Trump and Harris resume campaigning after second apparent assassination attempt
By WILL WEISSERT Associated Press
WASHINGTON (AP) — Presidential election campaigning revved back up Tuesday, with Donald Trump heading to Michigan and Vice President Kamala Harris answering questions at a forum for Black journalists in Pennsylvania — all while authorities investigate the second apparent assassination attempt against Trump that’s roiled the race.
Trump is holding a town hall in Flint, Michigan, and has appearances later in the week in New York, Washington and North Carolina. Harris will participate in a Philadelphia gathering of the National Association of Black Journalists. She skipped the group’s recent gathering in Chicago, while an openly antagonistic appearance there by Trump sparked an uproar when he questioned the vice president’s racial identity.
Harris has her own stops in Washington, as well as Michigan and Wisconsin, planned in coming days, with both sides zeroing in on the industrial Midwest and Pennsylvania and North Carolina — all battleground areas that could swing an election expected to be exceedingly close.
Harris said in an interview recorded Monday that she was “briefed immediately after” the apparent assassination attempt and that she was grateful Trump was OK. Speaking with a Spanish-language radio host Chiquibaby, Harris echoed her past sentiments about the attack, condemning “violence of any kind.”
“We have to have civil dialogue, and be able to talk through our differences,” Harris said. “And violence has no place.”
The vice president also talked about her mother, the late Shyamala Gopalan, who was born in India, being an immigrant to the U.S.

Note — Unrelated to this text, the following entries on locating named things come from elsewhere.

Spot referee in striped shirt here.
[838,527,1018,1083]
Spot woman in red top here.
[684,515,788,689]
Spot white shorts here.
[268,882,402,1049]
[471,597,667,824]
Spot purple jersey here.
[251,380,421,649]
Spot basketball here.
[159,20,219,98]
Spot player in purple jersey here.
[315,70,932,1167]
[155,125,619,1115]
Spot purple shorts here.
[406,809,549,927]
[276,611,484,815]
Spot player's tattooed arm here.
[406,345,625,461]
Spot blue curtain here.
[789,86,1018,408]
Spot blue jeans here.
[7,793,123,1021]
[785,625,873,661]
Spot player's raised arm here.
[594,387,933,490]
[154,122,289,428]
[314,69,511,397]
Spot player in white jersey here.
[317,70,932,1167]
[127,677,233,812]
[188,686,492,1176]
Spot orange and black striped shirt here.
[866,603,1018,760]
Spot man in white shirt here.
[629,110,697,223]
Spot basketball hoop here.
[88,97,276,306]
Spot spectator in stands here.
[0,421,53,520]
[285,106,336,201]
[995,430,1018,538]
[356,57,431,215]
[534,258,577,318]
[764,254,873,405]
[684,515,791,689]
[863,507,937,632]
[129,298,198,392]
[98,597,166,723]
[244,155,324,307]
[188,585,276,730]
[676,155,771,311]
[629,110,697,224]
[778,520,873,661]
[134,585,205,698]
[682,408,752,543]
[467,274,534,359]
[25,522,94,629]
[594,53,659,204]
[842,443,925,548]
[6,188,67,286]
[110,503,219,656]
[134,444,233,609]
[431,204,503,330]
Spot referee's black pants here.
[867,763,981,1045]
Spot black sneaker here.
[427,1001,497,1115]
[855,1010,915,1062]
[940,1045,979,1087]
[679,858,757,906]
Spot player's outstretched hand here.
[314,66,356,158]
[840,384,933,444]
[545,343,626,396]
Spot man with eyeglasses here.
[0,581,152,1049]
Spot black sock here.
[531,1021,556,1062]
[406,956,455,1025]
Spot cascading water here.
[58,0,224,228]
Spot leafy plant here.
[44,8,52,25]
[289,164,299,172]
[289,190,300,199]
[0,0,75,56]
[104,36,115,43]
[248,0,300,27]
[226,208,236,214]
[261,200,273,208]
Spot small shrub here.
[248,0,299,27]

She blamed Trump for helping to derail a bipartisan border security plan in Congress and detailed her previously announced plans to use tax incentives to encourage first-time home purchases and combat grocery “price gouging” to help tame inflation.
Trump has claimed, without evidence, that months of criticisms against him by Harris and President Joe Bideninspired the latest attack. That’s despite the former president’s own long history of inflammatory campaign rhetoric and advocacy for jailing or prosecuting his political enemies.
Both Biden and Harris have so far avoided politics in reacting to the attack. Biden has called on Congress to increase funding to the Secret Service.
Authorities say Ryan Wesley Routh camped outside the golf course in West Palm Beach, where Trump was playing on Sunday, for nearly 12 hours with food and a rifle but fled without firing shots when a Secret Service agent spotted and shot at him.
Subsequently arrested, Routh’s past online posts suggest the suspect has not been consistent about his politics in terms of supporting Democrats or Republicans.
That attack came barely two months after Trump was wounded during a rally in Pennsylvania. In fundraising emails, he’s implored supporters, “Fear not.” During an interview on the X social media platform, Trump recounted his experience Sunday, saying he was golfing with a friend and heard “probably four or five” shots being fired in the air.